Welche zum Beispiel?

Wir nennen das hybride Gefahren, also von Cyber-Bedrohungen bis hin zu systemischen Attacken von Terror-Organisationen. Während wir beim Bundesheer in den Jahren Substanz abgebaut haben, hat die Zahl der Bedrohungen zugenommen. Heute gibt es keine Vorwarnzeiten mehr. Terror und Blackout-Szenarien treten binnen Stunden ein, und darauf muss man mit Personal und Ausrüstung unmittelbar reagieren. Das aktuelle Wehrbudget lässt das nicht zu, spätestens 2021 sind wir in ernsthaften Problemen. 

Warum?

Weil wir den Betrieb weiter massiv drosseln müssten. Nur zum Vergleich: Während das prosperierende Österreich bald nur noch 0,5 Prozent seiner Wirtschaftsleistung für die Streitkräfte ausgeben will, liegt der europäische Schnitt bei 1,4 Prozent. Wir müssten also mehr als das Doppelte ausgeben, um den Durchschnitt der Nachbarn zu erreichen. In der Praxis bedeutet das: Viele Waffensysteme werden zwischen 2020 und 2022 aus- oder wegfallen, schon heute sind 65 Prozent unserer Gebäude baufällig. Die jungen Österreicher merken das an Missständen wie völlig veralteten Sanitärräumen oder den verfallenden Hindernisbahnen in den Kasernen.

Was erwarten Sie vom Oberbefehlshaber und der Regierung? Ich bin dem Bundespräsidenten sehr dankbar, dass er als erster Oberbefehlshaber überhaupt den Bedarf so klar angesprochen hat. Von der Regierung erwarte ich mir, dass sie ihr Regierungsprogramm ernst nimmt und die angesprochene Budgeterhöhung in Angriff nimmt. Natürlich kann man politisch der Ansicht sein, man wolle keine militärische Landesverteidigung, sondern nur einen leicht bewaffneten Katastrophen- bzw. Grenzschutz – also ein „Bundesheer Light“. Dafür müssten wir aber die Bundesverfassung ändern, denn diese sieht die militärische Landesverteidigung vor.

Sie haben ja auch zum Grundwehrdienst eine klare Meinung. Was sollte sich da ändern?

Sie wissen, dass wir bis 2006 acht Monate Grundwehrdienst hatten, von denen ein Teil in Übungen abgeleistet wurde. Wenn wir heute einen Rekruten ausbilden, ist er sechs Monate bei uns, und nach ein, zwei Jahren ist sein Know-how wieder weg. Im Ernstfall, also bei einer Mobilmachung, müsste man ihn komplett neu ausbilden. Ich plädiere für einen längeren Grundwehrdienst mit Milizübungen, denn dieser würde uns helfen, eine höhere Einsatzbereitschaft zu garantieren. Und es würde dazu führen, dass die Miliz motivierter ist, weil sie das Gefühl hätte, ihre Einheit trainiert wirklich für den Ernstfall.
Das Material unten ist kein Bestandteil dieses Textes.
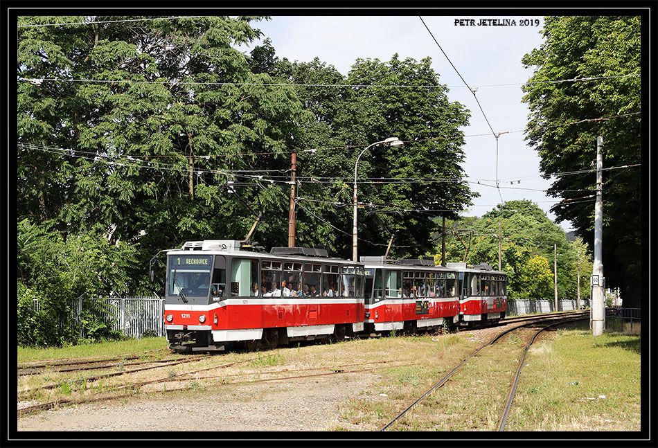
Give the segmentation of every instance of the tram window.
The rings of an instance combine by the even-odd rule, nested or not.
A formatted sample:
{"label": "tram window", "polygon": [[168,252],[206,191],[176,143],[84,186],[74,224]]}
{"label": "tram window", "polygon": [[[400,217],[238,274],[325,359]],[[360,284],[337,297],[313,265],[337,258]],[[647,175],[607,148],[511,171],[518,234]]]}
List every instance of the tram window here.
{"label": "tram window", "polygon": [[354,295],[355,297],[363,297],[364,294],[364,283],[365,278],[364,277],[363,269],[360,267],[357,268],[357,274],[354,278]]}
{"label": "tram window", "polygon": [[344,266],[341,268],[341,297],[354,297],[355,269]]}
{"label": "tram window", "polygon": [[231,296],[254,297],[258,295],[258,260],[233,258],[231,262]]}
{"label": "tram window", "polygon": [[438,297],[445,297],[445,280],[443,278],[436,280],[436,295]]}
{"label": "tram window", "polygon": [[215,269],[213,270],[213,281],[211,294],[213,297],[224,297],[226,289],[226,260],[224,256],[215,257]]}
{"label": "tram window", "polygon": [[476,274],[470,274],[470,287],[469,288],[469,296],[480,295],[480,279],[479,276]]}
{"label": "tram window", "polygon": [[454,297],[457,295],[456,280],[454,278],[445,279],[445,297]]}
{"label": "tram window", "polygon": [[[304,275],[302,276],[302,297],[317,297],[320,295],[320,265],[304,265]],[[297,292],[299,294],[299,291]]]}
{"label": "tram window", "polygon": [[301,263],[283,263],[281,289],[284,297],[299,297],[301,285]]}
{"label": "tram window", "polygon": [[386,298],[402,297],[402,272],[400,271],[386,271]]}
{"label": "tram window", "polygon": [[260,291],[263,297],[281,297],[281,263],[264,261],[260,265]]}
{"label": "tram window", "polygon": [[411,297],[425,297],[427,296],[427,291],[425,291],[424,287],[425,283],[425,273],[416,272],[415,274],[416,275],[414,276],[414,285],[411,287]]}
{"label": "tram window", "polygon": [[325,265],[322,267],[322,290],[321,295],[323,297],[339,296],[338,276],[337,266]]}
{"label": "tram window", "polygon": [[426,297],[435,297],[436,293],[435,292],[435,283],[434,279],[434,273],[428,272],[427,276],[425,278],[425,282],[423,285],[423,295]]}
{"label": "tram window", "polygon": [[382,299],[382,269],[375,271],[375,289],[373,291],[373,298],[375,301]]}
{"label": "tram window", "polygon": [[404,271],[402,274],[402,296],[407,298],[411,296],[411,287],[414,286],[414,271]]}

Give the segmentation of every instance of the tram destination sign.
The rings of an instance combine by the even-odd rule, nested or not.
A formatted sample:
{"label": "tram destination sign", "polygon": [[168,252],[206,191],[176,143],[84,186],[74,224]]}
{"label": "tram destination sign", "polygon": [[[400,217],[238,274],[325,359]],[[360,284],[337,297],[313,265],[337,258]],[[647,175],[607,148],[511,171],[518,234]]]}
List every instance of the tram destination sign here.
{"label": "tram destination sign", "polygon": [[210,269],[212,262],[212,256],[205,255],[177,255],[172,256],[170,261],[172,267],[178,268],[208,268]]}

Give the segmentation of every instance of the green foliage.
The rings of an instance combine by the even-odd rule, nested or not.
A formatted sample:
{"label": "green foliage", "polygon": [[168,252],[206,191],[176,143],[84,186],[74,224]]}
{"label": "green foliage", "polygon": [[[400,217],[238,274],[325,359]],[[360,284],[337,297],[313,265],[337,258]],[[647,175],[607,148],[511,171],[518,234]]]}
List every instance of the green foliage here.
{"label": "green foliage", "polygon": [[[75,341],[76,332],[62,329],[71,326],[78,298],[161,290],[163,269],[154,287],[147,267],[163,249],[241,240],[259,215],[256,239],[285,245],[293,150],[302,180],[296,244],[323,244],[334,255],[351,252],[349,232],[341,231],[351,208],[341,206],[351,202],[353,166],[371,143],[407,141],[373,147],[360,159],[362,254],[382,253],[395,234],[395,256],[422,255],[432,249],[432,217],[404,210],[461,210],[476,195],[463,183],[418,180],[464,175],[459,129],[469,114],[448,100],[429,58],[359,59],[345,76],[317,59],[279,60],[267,39],[243,54],[236,47],[260,35],[251,26],[260,17],[116,21],[123,18],[19,19],[82,22],[21,27],[18,35],[25,343]],[[61,80],[68,79],[96,81]],[[339,87],[272,85],[288,82]],[[367,87],[382,84],[432,87]],[[235,192],[229,181],[239,184]],[[35,298],[39,311],[28,306]],[[94,339],[116,336],[97,311],[83,310],[80,322]]]}
{"label": "green foliage", "polygon": [[553,295],[553,275],[549,260],[533,255],[521,267],[515,278],[518,298],[551,298]]}
{"label": "green foliage", "polygon": [[[554,244],[558,253],[558,297],[575,298],[578,260],[581,284],[588,281],[592,256],[583,241],[567,242],[564,231],[537,204],[527,200],[508,201],[481,217],[446,220],[447,261],[486,262],[497,268],[499,231],[501,269],[508,274],[510,298],[553,297]],[[440,236],[434,238],[438,243],[434,252],[440,252]],[[438,262],[440,258],[436,257]]]}
{"label": "green foliage", "polygon": [[[640,163],[640,18],[634,16],[550,17],[544,42],[523,58],[535,71],[524,87],[531,109],[526,139],[541,157],[544,173],[596,168],[596,138],[603,138],[603,166]],[[646,42],[645,42],[646,44]],[[585,82],[540,83],[586,77]],[[610,120],[592,120],[616,117]],[[562,126],[564,123],[581,122]],[[619,286],[625,300],[639,300],[641,221],[640,170],[605,172],[603,265],[607,285]],[[558,176],[553,196],[592,197],[596,174]],[[594,245],[594,204],[556,204],[558,220],[573,223],[578,235]],[[639,302],[637,302],[639,303]]]}
{"label": "green foliage", "polygon": [[[18,224],[18,341],[27,346],[75,342],[73,301],[118,294],[128,288],[126,272],[136,249],[101,235],[69,235],[28,219]],[[38,310],[37,306],[38,305]],[[86,306],[90,305],[85,304]],[[83,309],[80,324],[91,340],[118,334],[105,321],[105,310]]]}

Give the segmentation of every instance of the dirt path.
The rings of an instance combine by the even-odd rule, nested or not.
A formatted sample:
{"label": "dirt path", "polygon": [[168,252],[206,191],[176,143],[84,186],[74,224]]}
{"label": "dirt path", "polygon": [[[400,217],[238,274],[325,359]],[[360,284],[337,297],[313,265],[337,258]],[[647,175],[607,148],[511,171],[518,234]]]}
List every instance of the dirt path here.
{"label": "dirt path", "polygon": [[338,422],[339,404],[357,396],[375,378],[361,373],[152,392],[130,400],[26,415],[19,418],[18,430],[323,431]]}

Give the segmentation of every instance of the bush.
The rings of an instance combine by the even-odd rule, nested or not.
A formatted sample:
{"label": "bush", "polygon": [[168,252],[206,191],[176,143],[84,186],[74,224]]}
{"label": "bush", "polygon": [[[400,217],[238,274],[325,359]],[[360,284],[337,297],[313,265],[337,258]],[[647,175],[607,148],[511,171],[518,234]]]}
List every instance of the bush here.
{"label": "bush", "polygon": [[110,244],[102,232],[64,235],[27,219],[18,224],[17,243],[19,344],[75,343],[80,332],[91,341],[121,337],[101,304],[85,306],[76,323],[72,303],[126,292],[134,247]]}

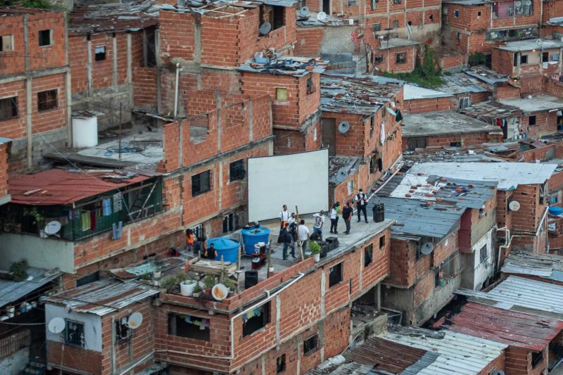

Ist eine Verlängerung des Grundwehrdienstes realistisch? Kurzfristig wohl kaum, aber man muss das Thema am Leben erhalten, weil die Abschaffung der verpflichtenden Truppenübungen meiner Meinung nach vorschnell passiert ist. Wir schöpfen unser Potenzial nur zu einem bescheidenen Anteil aus, weil wir die jungen Männer nach sechs Monaten ins Zivilleben entlassen, und sie ihr Wissen wieder verlieren.

Zuletzt waren die Tauglichkeitskriterien Thema und zwar deshalb, weil beispielsweise in Wien schon jeder Dritte untauglich ist. Sollten die Kriterien geändert werden?

Ich meine, der Leistungsanspruch an den heutigen Rekruten muss evaluiert werden. Wir haben zum Beispiel bei der Seh- und Hörkraft Beschränkungen, die vermutlich kein Grund für eine Untauglichkeit sein müssten. Wenn man zum Beispiel schlecht sieht, ist es vielleicht schwierig, beim Schießen oder im Gelände alle Herausforderungen zu meistern. Es kann aber durchaus sinnvoll sein, dass man an einem Computer in der Cyberabwehr arbeitet.

20 Jahre nach der Einführung von Frauen im Heer ist deren Anteil noch weit von den zehn Prozent entfernt, die man sich als Ziel gesteckt hat. Wie kann man das ändern?

Gemessen am Frauenanteil von derzeit knapp unter drei Prozent sind die zehn Prozent eine hohe Messlatte. Ich meine aber, dass wir alles tun müssen, um die Frauenquote zu heben.

Wie kann der Anteil steigen?

Ein Schlüssel ist die Ausbildung. Ich lege großen Wert darauf, dass der Umgangston korrekt ist. Harte Ausbildung heißt nicht, dass man rüde im Ton sein muss. Es geht vielmehr darum, dass Ausbildner vorleben, was sie von Soldaten erwarten. Und wenn wir viele motivierte und in der Menschenführung versierte junge Ausbildner haben, dann steigen die Chancen, dass der Frauenanteil zunimmt.